Buen Vivir! Gallery Hosts Historic Photo Exhibit marking 50-Year Anniversary of Peter Beard’s The End of the Game on the Catastrophic Effects of Elephant Conservation in Africa
Orin Langelle’s Photo Exhibit features Peter Beard, Jackie Kennedy Onassis, Andy Warhol, Truman Capote and others

Installation designer Marvin Israel (left) and Peter Beard in the lobby of the International Center of Photography preparing for the exhibit The End of the Game
Buffalo, NY (October 22, 2015)–Allentown’s ¡Buen Vivir! Gallery will host a First Friday Reception on November 6th celebrating the 50th Anniversary of Peter Beard’s book, The End of the Game, and the release of the 50th Anniversary Edition of that book. [1] The exhibit features photos by Orin Langelle from 1977 and 1978, when he documented Beard over four months in Manhattan as Beard assembled the first one-person show at the International Center of Photography – also called The End of the Game.

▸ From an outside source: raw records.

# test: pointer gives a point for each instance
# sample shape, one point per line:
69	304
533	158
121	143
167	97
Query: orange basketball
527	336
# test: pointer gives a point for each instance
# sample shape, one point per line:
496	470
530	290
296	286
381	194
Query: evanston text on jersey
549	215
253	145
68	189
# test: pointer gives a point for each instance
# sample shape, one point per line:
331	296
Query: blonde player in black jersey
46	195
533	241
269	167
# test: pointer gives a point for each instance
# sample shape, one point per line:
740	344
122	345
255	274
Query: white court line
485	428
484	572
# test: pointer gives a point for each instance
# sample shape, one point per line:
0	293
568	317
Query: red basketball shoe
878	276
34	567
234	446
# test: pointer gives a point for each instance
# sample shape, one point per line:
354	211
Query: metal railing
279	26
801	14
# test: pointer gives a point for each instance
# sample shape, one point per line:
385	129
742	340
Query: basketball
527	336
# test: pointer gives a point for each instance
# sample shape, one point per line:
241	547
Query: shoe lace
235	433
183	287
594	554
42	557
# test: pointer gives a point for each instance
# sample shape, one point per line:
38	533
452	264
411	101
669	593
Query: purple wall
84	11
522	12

“Peter Beard’s work in Kenya was groundbreaking,” Orin Langelle, photographer and Director of the ¡Buen Vivir! Gallery, said. “Beard observed and recorded, first hand, that the model of elephant conservation started in Kenya in the early 1960s was in fact driving tens of thousands of the animals to starvation as they were rounded up into a ‘protected’ park and the indigenous hunters outlawed.”
Peter Beard, artist and photographer emphasized, “For centuries these bow hunters lived, and lived well, among the elephants and rhinos.” Beard explained, “A natural order was established – coexistence – symbiosis! They all were surviving nicely, in balance until the white man came along to save them. The whites staked out protective boundaries, arrested the hunter-gathers and upset the balance. Concentrated populations of reproducing pachyderms overpopulated and overate their food supply. Disaster was then at hand.”
Although Beard extensively documented his observations with photographs of the demise of over 35,000 elephants, his perspective on ecological balance was considered extremely controversial among the elite ‘conservation’ community, Langelle said.
According to Anne Petermann, Executive Director of Global Justice Ecology Project (which houses the ¡Buen Vivir! Gallery), Beard’s controversial views on ecology then are just as relevant today as the world prepares for the upcoming UN Climate Conference in Paris, France at the end of November.
“A similar model of ‘conservation’ is being developed at the UN that would use forests as carbon offsets to allow big polluters to keep polluting,” Petermann said. “Indigenous peoples and local communities that historically maintained those forests would be evicted in order to protect the carbon stored in those forests. Ecological balance will be disrupted.”
Referring to Kenya, Beard added, “The Indigenous peoples were the Ecology.”
Petermann summarized, “Organizations, indigenous peoples, social movements and others are already condemning the Paris climate summit as the place where climate-destabilizing business as usual will be enabled and empowered through false solutions like these forest carbon offset schemes. Peter Beard exposed that this type of Western ‘human exclusion’ style conservation disturbs the balance of the land – and in Kenya led to the tragedy of the mass-starvation of elephants. In Paris it will lead to climate catastrophe.”
The First Friday Reception for the exhibit will be held on Friday, November 6th, from 6-9 p.m. at the ¡Buen Vivir! Gallery located at 148 Elmwood Avenue in Buffalo’s Allentown district. The exhibit includes advance copies of the new 50th Anniversary edition of The End of the Game.
Free and Open to the Public. Wine, hors d’oeuvres and other refreshments will be served.
Contact: Kip Doyle, Media Coordinator, kip@globaljusticeecology.org +1.716.867.4080
Note:
[1] With the support of the Peter Beard Studio, ¡Buen Vivir! Gallery presents this exhibition to commemorate the 50th anniversary of Beard’s book, The End of the Game – The Last Word from Paradise. The book, soon to be released, can be ordered from Taschen. Beard maintains residences in both New York City and Kenya.